WS-TLS-Scanner is a Webservice created by the Chair for Network and Data Security from the Ruhr-University Bochum for the integration of the TLS-Scanner in the SIWECOS Project. The Webservice scans a provided URL for various TLS misconfigurations and responds with a JSON report in either HTTPS, IMAP (STARTTLS), POP3 (STARTTLS), SMTP (STARTTLS), POP3S, IMAPS or SMTPS.
In order to compile and use WS-TLS-Scanner, you need to have Java installed, as well as TLS-Attacker, ModifiableVariables and the TLS-Scanner
$ cd WS-TLS-Scanner
$ mvn clean package
For hints on installing the required libraries checkout the corresponding GitHub repositories.
Please note: In order to run this tool you need TLS-Attacker 3.2b
In order to run WS-TLS-Scanner you need to deploy the .war file from the target/ folder to your favourite java application server (eg.

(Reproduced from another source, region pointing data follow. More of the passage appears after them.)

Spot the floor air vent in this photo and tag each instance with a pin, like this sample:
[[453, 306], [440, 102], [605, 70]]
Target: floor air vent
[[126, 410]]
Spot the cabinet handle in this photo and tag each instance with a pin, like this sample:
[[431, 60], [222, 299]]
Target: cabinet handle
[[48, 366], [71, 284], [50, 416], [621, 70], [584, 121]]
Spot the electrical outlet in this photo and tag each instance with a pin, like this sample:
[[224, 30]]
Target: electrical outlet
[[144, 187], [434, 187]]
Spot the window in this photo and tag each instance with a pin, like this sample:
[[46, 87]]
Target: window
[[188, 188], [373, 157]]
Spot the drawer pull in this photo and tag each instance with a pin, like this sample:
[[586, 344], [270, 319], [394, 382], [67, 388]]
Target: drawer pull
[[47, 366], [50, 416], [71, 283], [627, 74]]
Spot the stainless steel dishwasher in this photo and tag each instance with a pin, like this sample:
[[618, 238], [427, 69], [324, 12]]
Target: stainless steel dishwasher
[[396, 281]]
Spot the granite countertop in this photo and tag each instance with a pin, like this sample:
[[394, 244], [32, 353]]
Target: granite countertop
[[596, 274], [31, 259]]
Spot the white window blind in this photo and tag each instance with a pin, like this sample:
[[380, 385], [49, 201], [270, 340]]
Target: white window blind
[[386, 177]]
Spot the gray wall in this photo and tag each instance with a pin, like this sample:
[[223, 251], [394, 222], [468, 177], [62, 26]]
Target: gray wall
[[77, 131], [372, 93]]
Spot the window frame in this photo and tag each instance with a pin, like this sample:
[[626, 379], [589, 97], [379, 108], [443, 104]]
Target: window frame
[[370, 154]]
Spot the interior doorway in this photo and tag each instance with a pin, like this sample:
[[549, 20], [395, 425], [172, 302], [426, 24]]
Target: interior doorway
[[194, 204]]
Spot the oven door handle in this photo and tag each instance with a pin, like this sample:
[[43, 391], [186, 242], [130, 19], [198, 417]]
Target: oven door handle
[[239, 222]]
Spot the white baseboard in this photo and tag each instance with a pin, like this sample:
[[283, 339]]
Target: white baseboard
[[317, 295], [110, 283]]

Glassfish, Tomcat ...). After that the webservice should be up and running and can be called by sending a POST like
{
"url": "google.de",
"dangerLevel": 0,
"callbackurls": [
"http://127.0.0.1:8080"
]
}
to either
http://127.0.0.1:8080/WS-TLS-Scanner-3.0.0/tls
http://127.0.0.1:8080/WS-TLS-Scanner-3.0.0/pop3
http://127.0.0.1:8080/WS-TLS-Scanner-3.0.0/pop3s
http://127.0.0.1:8080/WS-TLS-Scanner-3.0.0/imap
http://127.0.0.1:8080/WS-TLS-Scanner-3.0.0/imaps
http://127.0.0.1:8080/WS-TLS-Scanner-3.0.0/smtp
http://127.0.0.1:8080/WS-TLS-Scanner-3.0.0/smtp_msa
http://127.0.0.1:8080/WS-TLS-Scanner-3.0.0/smtps
or
http://127.0.0.1:8080/tls
http://127.0.0.1:8080/pop3
http://127.0.0.1:8080/pop3s
http://127.0.0.1:8080/imap
http://127.0.0.1:8080/imaps
http://127.0.0.1:8080/smtp
http://127.0.0.1:8080/smtps
Depending on your application server.
TLS-Scanner uses the concept of "checks" which are performed after it collected configuration information. A check which results in "true" is consideres a non optimal choice and is an indicator for a pentester for a possible problem.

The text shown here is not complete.